Sunday, July 1, 2012

6 Million Miles an Hour

Hey Space Placers!

I hope this finds our VA/DC/MD readers back on line with power, water and Internet.A lot of the area is still recovering.

Astronomers have found the potential record holder among pulsars for the fastest moving. Using three different telescopes, they found Pulsar  IGR J1104-6103 was moving away from its supernova remnant at 6 million miles an hour.


A pulsar is the remnant of a massive star that has used up all of it nuclear fuel and becomes a supernova - literally blasting itself to smithereens. In the aftermath of this explosion the core of the now dead star can only do one of two things - become a neutron star or a black hole.
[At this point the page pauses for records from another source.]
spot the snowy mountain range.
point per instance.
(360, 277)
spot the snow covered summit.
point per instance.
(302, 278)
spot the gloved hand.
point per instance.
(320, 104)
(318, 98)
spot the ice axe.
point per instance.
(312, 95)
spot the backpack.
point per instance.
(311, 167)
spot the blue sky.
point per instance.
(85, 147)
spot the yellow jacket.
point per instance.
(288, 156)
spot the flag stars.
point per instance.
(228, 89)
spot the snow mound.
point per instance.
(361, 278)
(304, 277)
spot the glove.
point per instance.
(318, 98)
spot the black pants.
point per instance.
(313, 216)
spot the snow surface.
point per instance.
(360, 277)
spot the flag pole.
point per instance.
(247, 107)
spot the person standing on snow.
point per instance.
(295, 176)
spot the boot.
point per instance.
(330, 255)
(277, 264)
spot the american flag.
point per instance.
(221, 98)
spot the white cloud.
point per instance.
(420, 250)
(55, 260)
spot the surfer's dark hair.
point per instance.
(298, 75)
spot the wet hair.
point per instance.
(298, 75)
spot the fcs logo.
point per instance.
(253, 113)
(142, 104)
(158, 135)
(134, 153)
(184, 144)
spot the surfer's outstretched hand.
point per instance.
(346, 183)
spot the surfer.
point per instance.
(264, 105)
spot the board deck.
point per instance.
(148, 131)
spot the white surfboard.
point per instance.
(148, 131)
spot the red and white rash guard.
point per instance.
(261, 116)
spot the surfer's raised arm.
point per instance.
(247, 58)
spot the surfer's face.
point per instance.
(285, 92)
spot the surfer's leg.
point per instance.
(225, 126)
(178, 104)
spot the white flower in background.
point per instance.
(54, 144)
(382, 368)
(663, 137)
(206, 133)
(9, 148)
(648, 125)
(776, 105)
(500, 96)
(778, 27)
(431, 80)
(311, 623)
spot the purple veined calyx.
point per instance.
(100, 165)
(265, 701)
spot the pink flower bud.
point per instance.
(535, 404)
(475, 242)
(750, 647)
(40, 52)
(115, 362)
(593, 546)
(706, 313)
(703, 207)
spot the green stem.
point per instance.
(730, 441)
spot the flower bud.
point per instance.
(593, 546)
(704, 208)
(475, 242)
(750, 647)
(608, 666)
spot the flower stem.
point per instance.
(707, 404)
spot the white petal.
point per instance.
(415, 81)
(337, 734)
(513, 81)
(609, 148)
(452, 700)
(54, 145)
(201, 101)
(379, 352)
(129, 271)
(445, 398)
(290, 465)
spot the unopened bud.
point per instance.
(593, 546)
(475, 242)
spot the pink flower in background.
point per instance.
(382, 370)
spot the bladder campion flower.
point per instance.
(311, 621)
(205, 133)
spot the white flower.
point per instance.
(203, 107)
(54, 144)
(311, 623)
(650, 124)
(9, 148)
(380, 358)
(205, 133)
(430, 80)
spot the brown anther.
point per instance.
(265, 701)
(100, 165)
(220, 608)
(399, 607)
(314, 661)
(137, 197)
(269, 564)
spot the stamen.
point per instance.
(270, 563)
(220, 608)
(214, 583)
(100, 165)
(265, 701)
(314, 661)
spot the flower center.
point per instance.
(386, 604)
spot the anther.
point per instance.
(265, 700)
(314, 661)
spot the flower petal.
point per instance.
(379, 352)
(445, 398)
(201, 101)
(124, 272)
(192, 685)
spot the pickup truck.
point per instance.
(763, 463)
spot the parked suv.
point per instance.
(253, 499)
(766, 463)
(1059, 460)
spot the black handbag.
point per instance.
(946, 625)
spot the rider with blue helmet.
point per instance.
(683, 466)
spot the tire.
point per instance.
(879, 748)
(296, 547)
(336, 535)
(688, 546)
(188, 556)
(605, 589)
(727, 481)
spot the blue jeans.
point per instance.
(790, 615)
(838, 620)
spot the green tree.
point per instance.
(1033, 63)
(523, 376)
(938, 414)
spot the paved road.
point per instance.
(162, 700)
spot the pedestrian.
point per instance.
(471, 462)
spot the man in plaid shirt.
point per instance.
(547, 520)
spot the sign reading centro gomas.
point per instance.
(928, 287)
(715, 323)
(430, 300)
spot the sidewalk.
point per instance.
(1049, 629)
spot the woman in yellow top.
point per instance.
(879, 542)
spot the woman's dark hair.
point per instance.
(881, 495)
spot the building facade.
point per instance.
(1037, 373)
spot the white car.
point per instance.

It all depends on how much mass is left within the core. 


A neutron star is the size of a city but contains several times the mass of our Sun and spins on its axis at a very high rate of speed. The star also puts out lines of radiation along intense magnetic fields and becomes a cosmic lighthouse. If these radiation beams align with Earth, we "see" the pulses with our radio telescopes and can measure how fast the pulsar is rotating.


In the image above the supernova remnant is the purple colors "cloud". This marks the shattered outer layers of the star that went supernova and is where new heavy elements - all elements above iron- were made in the billions of degrees temperature from the blast. 

The green area marks the high energy X-rays, including a point source, that is moving away from the supernova remnant. The only thing that could be a point source emitting X-rays (that we currently know of) is a pulsar. We have not detected the pulsations from this neutron star but it is a distant 30,000 light years away. So it may be indirect evidence that crowns this point source as a pulsar and the speediest one known.